Arthur L. Caplan, a nationally known bioethicist “who has written extensively about the issue of experimental drug availability,” will oversee the panel, writes the New York Times’ Thomas in a scoop that led the print edition of the newspaper yesterday morning.

“J&J’s move comes amid growing support for the so-called ‘right to try’ movement in the U.S.,” reports PBS NewsHour’s Stephen Fee. Last year, Colorado became the first state to allow terminally ill patients to request experimental drugs without approval from the federal Food and Drug Administration.”

“‘The laws basically say, you know what?

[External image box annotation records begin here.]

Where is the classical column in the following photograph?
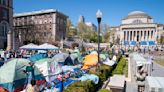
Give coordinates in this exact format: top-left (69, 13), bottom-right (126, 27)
top-left (132, 31), bottom-right (134, 41)
top-left (126, 31), bottom-right (129, 41)
top-left (7, 30), bottom-right (13, 50)
top-left (143, 31), bottom-right (146, 41)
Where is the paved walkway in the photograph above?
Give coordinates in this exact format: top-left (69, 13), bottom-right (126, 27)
top-left (152, 62), bottom-right (164, 77)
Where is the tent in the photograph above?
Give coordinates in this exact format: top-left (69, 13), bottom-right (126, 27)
top-left (29, 53), bottom-right (48, 62)
top-left (52, 53), bottom-right (69, 62)
top-left (20, 43), bottom-right (38, 50)
top-left (0, 59), bottom-right (44, 92)
top-left (35, 58), bottom-right (62, 81)
top-left (83, 54), bottom-right (98, 69)
top-left (38, 43), bottom-right (59, 50)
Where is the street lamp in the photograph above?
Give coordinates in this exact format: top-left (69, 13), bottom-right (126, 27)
top-left (96, 10), bottom-right (102, 66)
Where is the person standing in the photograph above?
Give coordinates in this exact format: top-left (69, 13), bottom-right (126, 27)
top-left (26, 62), bottom-right (35, 84)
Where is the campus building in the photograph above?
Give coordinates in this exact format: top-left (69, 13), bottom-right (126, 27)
top-left (13, 9), bottom-right (68, 48)
top-left (0, 0), bottom-right (13, 49)
top-left (112, 11), bottom-right (164, 45)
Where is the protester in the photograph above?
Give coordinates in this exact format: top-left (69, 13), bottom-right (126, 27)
top-left (26, 80), bottom-right (39, 92)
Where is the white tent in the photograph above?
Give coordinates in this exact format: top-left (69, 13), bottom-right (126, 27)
top-left (38, 43), bottom-right (59, 50)
top-left (19, 43), bottom-right (38, 49)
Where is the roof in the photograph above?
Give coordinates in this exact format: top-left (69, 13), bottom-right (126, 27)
top-left (108, 75), bottom-right (125, 88)
top-left (123, 11), bottom-right (152, 19)
top-left (14, 9), bottom-right (68, 17)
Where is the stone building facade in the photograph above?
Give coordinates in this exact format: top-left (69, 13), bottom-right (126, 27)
top-left (0, 0), bottom-right (13, 49)
top-left (113, 11), bottom-right (164, 43)
top-left (13, 9), bottom-right (68, 48)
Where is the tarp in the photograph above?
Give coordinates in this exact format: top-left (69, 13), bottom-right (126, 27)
top-left (29, 53), bottom-right (48, 62)
top-left (19, 43), bottom-right (38, 50)
top-left (83, 54), bottom-right (98, 69)
top-left (0, 59), bottom-right (44, 92)
top-left (140, 41), bottom-right (148, 45)
top-left (103, 58), bottom-right (115, 66)
top-left (38, 43), bottom-right (59, 50)
top-left (79, 74), bottom-right (99, 84)
top-left (55, 79), bottom-right (76, 92)
top-left (52, 53), bottom-right (69, 62)
top-left (64, 56), bottom-right (74, 65)
top-left (35, 58), bottom-right (62, 81)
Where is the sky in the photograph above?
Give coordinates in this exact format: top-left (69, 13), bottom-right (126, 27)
top-left (13, 0), bottom-right (164, 26)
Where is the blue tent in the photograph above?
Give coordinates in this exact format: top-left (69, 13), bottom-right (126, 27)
top-left (29, 53), bottom-right (48, 62)
top-left (140, 41), bottom-right (148, 45)
top-left (130, 41), bottom-right (137, 45)
top-left (124, 41), bottom-right (129, 45)
top-left (148, 41), bottom-right (156, 45)
top-left (0, 59), bottom-right (44, 92)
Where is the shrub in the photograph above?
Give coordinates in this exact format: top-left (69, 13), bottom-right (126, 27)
top-left (98, 89), bottom-right (112, 92)
top-left (63, 65), bottom-right (113, 92)
top-left (63, 81), bottom-right (95, 92)
top-left (112, 57), bottom-right (126, 75)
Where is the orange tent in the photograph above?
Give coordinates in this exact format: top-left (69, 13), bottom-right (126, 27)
top-left (82, 54), bottom-right (98, 69)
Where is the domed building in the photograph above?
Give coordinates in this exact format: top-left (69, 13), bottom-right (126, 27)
top-left (115, 11), bottom-right (164, 45)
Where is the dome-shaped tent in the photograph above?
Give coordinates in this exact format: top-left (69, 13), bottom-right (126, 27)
top-left (0, 59), bottom-right (44, 92)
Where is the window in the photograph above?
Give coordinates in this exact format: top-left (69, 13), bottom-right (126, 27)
top-left (1, 0), bottom-right (8, 6)
top-left (2, 9), bottom-right (8, 19)
top-left (0, 23), bottom-right (8, 37)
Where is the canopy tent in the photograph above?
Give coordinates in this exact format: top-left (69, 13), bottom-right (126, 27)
top-left (0, 59), bottom-right (44, 92)
top-left (130, 41), bottom-right (137, 45)
top-left (140, 41), bottom-right (148, 45)
top-left (83, 54), bottom-right (98, 69)
top-left (72, 49), bottom-right (83, 62)
top-left (37, 43), bottom-right (59, 50)
top-left (29, 53), bottom-right (48, 62)
top-left (35, 58), bottom-right (62, 81)
top-left (19, 43), bottom-right (38, 50)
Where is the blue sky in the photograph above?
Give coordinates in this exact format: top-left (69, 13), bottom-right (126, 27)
top-left (13, 0), bottom-right (164, 26)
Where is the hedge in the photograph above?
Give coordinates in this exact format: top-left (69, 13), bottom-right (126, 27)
top-left (64, 65), bottom-right (113, 92)
top-left (98, 89), bottom-right (112, 92)
top-left (112, 57), bottom-right (126, 75)
top-left (63, 55), bottom-right (123, 92)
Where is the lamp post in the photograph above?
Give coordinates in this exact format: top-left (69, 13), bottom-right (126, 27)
top-left (96, 10), bottom-right (102, 67)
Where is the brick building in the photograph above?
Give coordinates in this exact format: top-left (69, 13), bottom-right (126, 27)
top-left (13, 9), bottom-right (68, 49)
top-left (0, 0), bottom-right (13, 49)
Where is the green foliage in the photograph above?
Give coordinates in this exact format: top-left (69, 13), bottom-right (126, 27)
top-left (63, 81), bottom-right (95, 92)
top-left (112, 57), bottom-right (126, 75)
top-left (98, 89), bottom-right (112, 92)
top-left (64, 65), bottom-right (112, 92)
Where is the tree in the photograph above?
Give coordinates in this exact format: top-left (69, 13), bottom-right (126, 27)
top-left (66, 19), bottom-right (77, 37)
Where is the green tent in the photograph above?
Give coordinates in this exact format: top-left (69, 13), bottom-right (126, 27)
top-left (0, 59), bottom-right (44, 92)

We’re tired of all these bureaucratic obstacles,’” Caplan told the PBS NewsHour last year. “We’re going to pass a law in our state that says, if you’re terminally ill, once it’s passed phase one — that tiny safety testing on a small number of people — you can get anything you want.’”

Thomas reports that J&J will fund the pilot program with payments going directly to NYU. Caplan, will not be paid, says he sees the experiment as “a chance to not just complain about what’s wrong, but maybe to suggest a way forward.”